Cubist Killer was the headline and apparently the painting had suffered a six-inch tear.

Two weeks later the New Yorker revealed the full story in The $40-Million Elbow.

Nora Ephron, who wrote Heartburn (inspired by the affair of her second husband, Carl Bernstein of Watergate fame, with Margaret Jay, daughter of Jim Callaghan), When Harry Met Sally, Sleepless in Seattle, etc. wrote about the episode after the New York Post let the cat out of the bag. As you might expect, her account was most entertaining.

“The buyer of the painting, Wynn told us, was a man named Steven Cohen. Everyone seemed to know who Steven Cohen was, a hedge fund billionaire who lived in Connecticut in a house with a fabulous art collection he had just recently amassed. ‘This is the most money ever paid for a painting,’ Steve Wynn said. The price was $4 million more than Ronald Lauder had recently paid for a Klimt. Oh, that Klimt. It had set a bar, no question of that, and Wynn was thrilled to have beaten it. He invited us to come see the painting before it moved to Connecticut, never to be seen again by anyone but people who know Steven Cohen.
There, on the wall, were two large Picassos, one of them Le Reve. Steve Wynn launched into a long story about the painting -- he told us that it was a painting of Picasso's mistress, Marie-Therese Walter, that it was extremely erotic, and that if you looked at it carefully (which I did, for the first time, although I'd seen it before at the Bellagio) you could see that the head of Marie-Therese was divided in two sections and that one of them was a penis. This was not a good moment for me vis a vis the painting. In fact, I would have to say that it made me pretty much think I wouldn't pay five dollars for it.”

My sentiment completely. On the other hand, I would have the Woman in Whilte hanging all the time in my best room.

“He raised his hand to show us something about the painting -- and at that moment, his elbow crashed backwards right through the canvas.
There was a terrible noise.
Wynn stepped away from the painting, and there, smack in the middle of Marie-Therese Walter's plump and allegedly-erotic forearm, was a black hole the size of a silver dollar - or, to be more exactly, the size of the tip of Steve Wynn's elbow -- with two three-inch long rips coming off it in either direction.”

Steve Wynn has retinitis pigmentosa.

For further detail I urge you read Nora’s full account.

The Lloyds of London Connection

Where did Lloyds of London come into this drama?

Well, Mr Wynn would not have the painting worth $139m uninsured, would he?
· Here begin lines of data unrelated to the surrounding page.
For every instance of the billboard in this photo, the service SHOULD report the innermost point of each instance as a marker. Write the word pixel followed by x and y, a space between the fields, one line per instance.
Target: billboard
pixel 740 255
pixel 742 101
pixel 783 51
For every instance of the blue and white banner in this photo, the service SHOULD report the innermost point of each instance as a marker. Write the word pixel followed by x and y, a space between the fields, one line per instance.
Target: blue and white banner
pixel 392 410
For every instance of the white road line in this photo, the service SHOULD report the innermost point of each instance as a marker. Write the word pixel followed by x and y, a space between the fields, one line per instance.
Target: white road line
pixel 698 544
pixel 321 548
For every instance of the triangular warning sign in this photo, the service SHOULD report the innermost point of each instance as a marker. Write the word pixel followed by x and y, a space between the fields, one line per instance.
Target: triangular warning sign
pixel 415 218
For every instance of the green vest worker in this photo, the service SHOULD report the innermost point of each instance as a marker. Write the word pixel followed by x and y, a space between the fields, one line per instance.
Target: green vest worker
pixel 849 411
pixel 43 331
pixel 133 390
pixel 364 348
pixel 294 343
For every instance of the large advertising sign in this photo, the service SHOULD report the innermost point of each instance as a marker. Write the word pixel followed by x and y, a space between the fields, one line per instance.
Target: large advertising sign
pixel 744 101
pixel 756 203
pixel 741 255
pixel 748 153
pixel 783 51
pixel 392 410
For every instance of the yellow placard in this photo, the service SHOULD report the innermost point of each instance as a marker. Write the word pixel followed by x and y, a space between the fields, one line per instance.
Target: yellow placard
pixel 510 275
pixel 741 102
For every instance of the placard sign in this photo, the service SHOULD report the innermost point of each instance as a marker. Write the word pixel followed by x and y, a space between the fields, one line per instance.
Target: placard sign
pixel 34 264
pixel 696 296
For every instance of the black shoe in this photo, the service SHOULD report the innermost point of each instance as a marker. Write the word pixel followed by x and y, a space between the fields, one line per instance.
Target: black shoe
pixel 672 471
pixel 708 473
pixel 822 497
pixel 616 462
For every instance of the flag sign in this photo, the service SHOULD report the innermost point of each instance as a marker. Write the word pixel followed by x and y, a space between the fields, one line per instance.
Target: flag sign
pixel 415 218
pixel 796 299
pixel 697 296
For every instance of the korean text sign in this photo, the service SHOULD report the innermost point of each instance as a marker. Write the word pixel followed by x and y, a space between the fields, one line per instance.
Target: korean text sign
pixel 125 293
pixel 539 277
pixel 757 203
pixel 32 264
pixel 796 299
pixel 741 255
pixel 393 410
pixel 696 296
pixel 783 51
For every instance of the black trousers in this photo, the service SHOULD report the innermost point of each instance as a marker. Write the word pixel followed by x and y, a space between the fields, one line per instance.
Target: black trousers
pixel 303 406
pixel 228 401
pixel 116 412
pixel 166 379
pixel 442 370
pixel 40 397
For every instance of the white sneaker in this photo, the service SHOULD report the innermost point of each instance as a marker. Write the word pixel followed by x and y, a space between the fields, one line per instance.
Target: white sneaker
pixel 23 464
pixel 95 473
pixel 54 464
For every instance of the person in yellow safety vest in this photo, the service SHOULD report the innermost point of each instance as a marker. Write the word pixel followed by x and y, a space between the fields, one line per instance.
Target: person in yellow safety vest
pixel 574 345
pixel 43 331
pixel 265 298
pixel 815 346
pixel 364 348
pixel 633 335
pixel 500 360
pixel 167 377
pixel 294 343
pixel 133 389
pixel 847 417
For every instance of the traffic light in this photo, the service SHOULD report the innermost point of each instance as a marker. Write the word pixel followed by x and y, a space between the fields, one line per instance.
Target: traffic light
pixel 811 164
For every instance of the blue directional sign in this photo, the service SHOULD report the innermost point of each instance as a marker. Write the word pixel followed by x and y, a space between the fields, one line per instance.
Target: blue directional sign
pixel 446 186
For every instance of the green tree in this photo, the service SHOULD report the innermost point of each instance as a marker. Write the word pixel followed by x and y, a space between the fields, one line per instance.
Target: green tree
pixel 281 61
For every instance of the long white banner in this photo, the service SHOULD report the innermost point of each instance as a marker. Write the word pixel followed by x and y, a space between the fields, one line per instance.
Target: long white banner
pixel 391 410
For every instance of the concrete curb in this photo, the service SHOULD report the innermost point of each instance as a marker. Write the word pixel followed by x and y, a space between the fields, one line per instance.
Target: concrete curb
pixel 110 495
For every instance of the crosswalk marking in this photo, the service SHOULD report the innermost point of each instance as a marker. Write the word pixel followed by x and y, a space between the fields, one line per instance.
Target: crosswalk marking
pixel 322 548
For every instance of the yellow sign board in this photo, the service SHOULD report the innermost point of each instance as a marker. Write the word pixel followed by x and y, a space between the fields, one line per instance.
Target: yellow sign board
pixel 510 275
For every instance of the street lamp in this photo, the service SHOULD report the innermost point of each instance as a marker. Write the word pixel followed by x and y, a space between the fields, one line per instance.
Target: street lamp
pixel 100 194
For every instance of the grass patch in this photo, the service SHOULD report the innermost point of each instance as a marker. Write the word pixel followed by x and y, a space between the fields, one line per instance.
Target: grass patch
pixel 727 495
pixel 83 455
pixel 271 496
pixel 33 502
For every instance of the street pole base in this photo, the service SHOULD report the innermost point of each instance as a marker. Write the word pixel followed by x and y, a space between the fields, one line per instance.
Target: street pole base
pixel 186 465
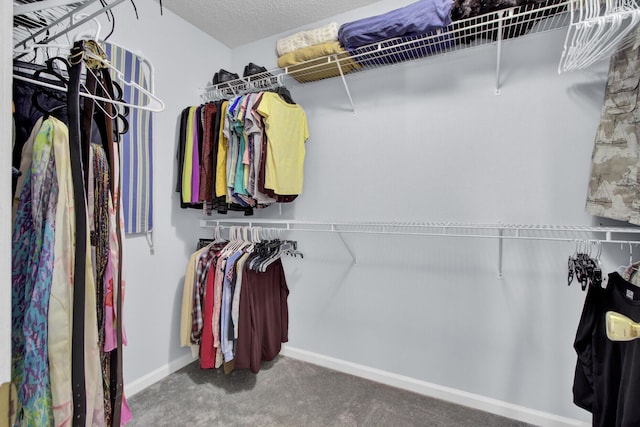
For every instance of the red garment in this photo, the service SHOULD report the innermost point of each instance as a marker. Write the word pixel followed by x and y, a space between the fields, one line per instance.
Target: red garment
pixel 207 161
pixel 263 323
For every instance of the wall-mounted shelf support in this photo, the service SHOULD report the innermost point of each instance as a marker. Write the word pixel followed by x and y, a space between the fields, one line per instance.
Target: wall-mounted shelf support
pixel 463 34
pixel 499 51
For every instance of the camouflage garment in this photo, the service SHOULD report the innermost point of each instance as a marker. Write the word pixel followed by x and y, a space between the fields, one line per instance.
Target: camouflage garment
pixel 614 184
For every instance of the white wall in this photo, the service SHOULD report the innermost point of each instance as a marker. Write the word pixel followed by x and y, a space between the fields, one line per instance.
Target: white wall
pixel 431 141
pixel 185 58
pixel 5 192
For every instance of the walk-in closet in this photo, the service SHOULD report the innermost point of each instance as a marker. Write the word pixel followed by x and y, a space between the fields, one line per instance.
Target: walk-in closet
pixel 390 212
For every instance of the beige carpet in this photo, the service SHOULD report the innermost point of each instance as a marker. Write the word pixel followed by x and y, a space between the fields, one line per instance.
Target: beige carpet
pixel 287 392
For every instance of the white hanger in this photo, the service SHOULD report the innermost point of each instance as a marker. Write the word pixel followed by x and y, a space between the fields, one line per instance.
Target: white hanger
pixel 591 37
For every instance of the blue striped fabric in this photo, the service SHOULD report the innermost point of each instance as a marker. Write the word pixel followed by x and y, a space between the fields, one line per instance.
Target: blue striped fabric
pixel 136 151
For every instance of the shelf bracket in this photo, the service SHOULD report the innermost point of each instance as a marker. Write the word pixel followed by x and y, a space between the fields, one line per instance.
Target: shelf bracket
pixel 344 82
pixel 500 243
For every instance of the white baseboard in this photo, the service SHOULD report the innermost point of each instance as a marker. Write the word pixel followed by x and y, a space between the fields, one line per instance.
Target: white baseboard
pixel 153 377
pixel 460 397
What is interesting is that he then tried to make a claim for $54 million in lost value due to damage, and not surprisingly, Lloyds was not exactly forthcoming.
USA Today on Jan,13th 2007 reported:

“A day after filing a lawsuit against Lloyd's, Wynn on Friday attacked the insurance industry as a whole, accusing insurance companies of ‘irresponsible, careless, inconsiderate and deliberate evasive behavior’ that too often works for them.

He said insurers play ‘dirty tricks’ and habitually delay responding to claims, hoping to wear down those making claims and get them to settle for much less than what they are owed.

‘Most folks that have insurance can't afford the legal fees, so they take what they get,’ Wynn said in a telephone interview. ‘There's only one way to stop this kind of thing, and that is to go to court.’”

Guess what, Lloyds eventually settled for an undisclosed sum. Perhaps Nora could find out for us how much he got. Steve Wynn can certainly afford his legal fees. Hopefully Argus II will be ready soon enough before another painting gets damaged.